Joins#

Introduction#

It’s rare that a data analysis involves only a single data frame. Typically you have many data frames, and you must join them together to answer the questions that you’re interested in.

pandas has a really rich set of options for combining one or more dataframes, with the two most important being concatenate and merge. Some of the examples in this chapter show you how to join a pair of data frames. Fortunately this is enough, since you can combine three data frames by combining two pairs.

Prerequisites#

This chapter will use the pandas data analysis package.

Concatenate#

If you have two or more dataframes with the same index or the same columns, you can glue them together into a single dataframe using pd.concat().

For the same columns, pass axis=0 to glue the index together; for the same index, pass axis=1 to glue the columns together.
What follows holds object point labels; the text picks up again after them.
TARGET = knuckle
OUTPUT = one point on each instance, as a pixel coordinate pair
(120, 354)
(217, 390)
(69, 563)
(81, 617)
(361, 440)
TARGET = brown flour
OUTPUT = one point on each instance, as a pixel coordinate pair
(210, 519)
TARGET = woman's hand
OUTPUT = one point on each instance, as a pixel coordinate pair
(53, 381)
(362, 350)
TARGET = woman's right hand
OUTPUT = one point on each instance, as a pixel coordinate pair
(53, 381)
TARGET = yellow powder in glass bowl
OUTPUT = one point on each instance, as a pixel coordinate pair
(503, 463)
The concatenate function will typically be used on a list of dataframes.

If you want to track where the original data came from in the final dataframe, use the keys keyword.
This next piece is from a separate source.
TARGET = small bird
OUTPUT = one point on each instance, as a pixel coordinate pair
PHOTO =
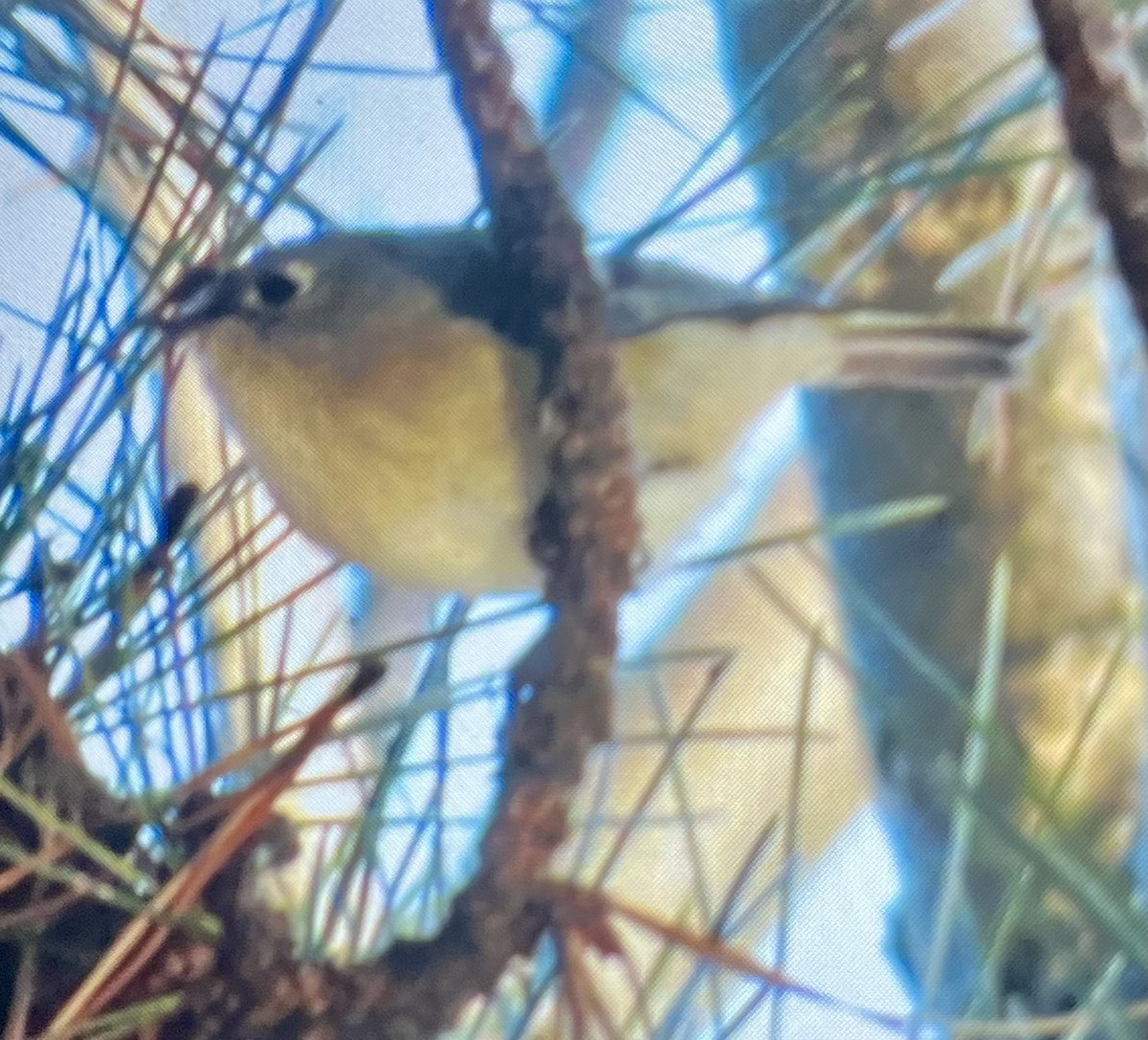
(394, 425)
Here’s an example using data on two different states’ populations that also makes uses of the keys option:

import pandas as pd

base_url = "http://www.stata-press.com/data/r14/"
state_codes = ["ca", "il"]
end_url = "pop.dta"

# This grabs the two dataframes, one for each state
list_of_state_dfs = [pd.read_stata(base_url + state + end_url) for state in state_codes]
# Show example of first entry in list of dataframes
print(list_of_state_dfs[0])

# Concatenate the list of dataframes
df = pd.concat(list_of_state_dfs, keys=state_codes, axis=0)
df
        county      pop
0  Los Angeles  9878554
1       Orange  2997033
2      Ventura   798364
county pop
ca 0 Los Angeles 9878554
1 Orange 2997033
2 Ventura 798364
il 0 Cook 5285107
1 DeKalb 103729
2 Will 673586

Note that the keys argument is optional, but is useful for keeping track of origin dataframes within the merged dataframe.

Exercise

Concatenate the follow two dataframes:

df1 = pd.DataFrame([['a', 1], ['b', 2]],
                   columns=['letter', 'number'])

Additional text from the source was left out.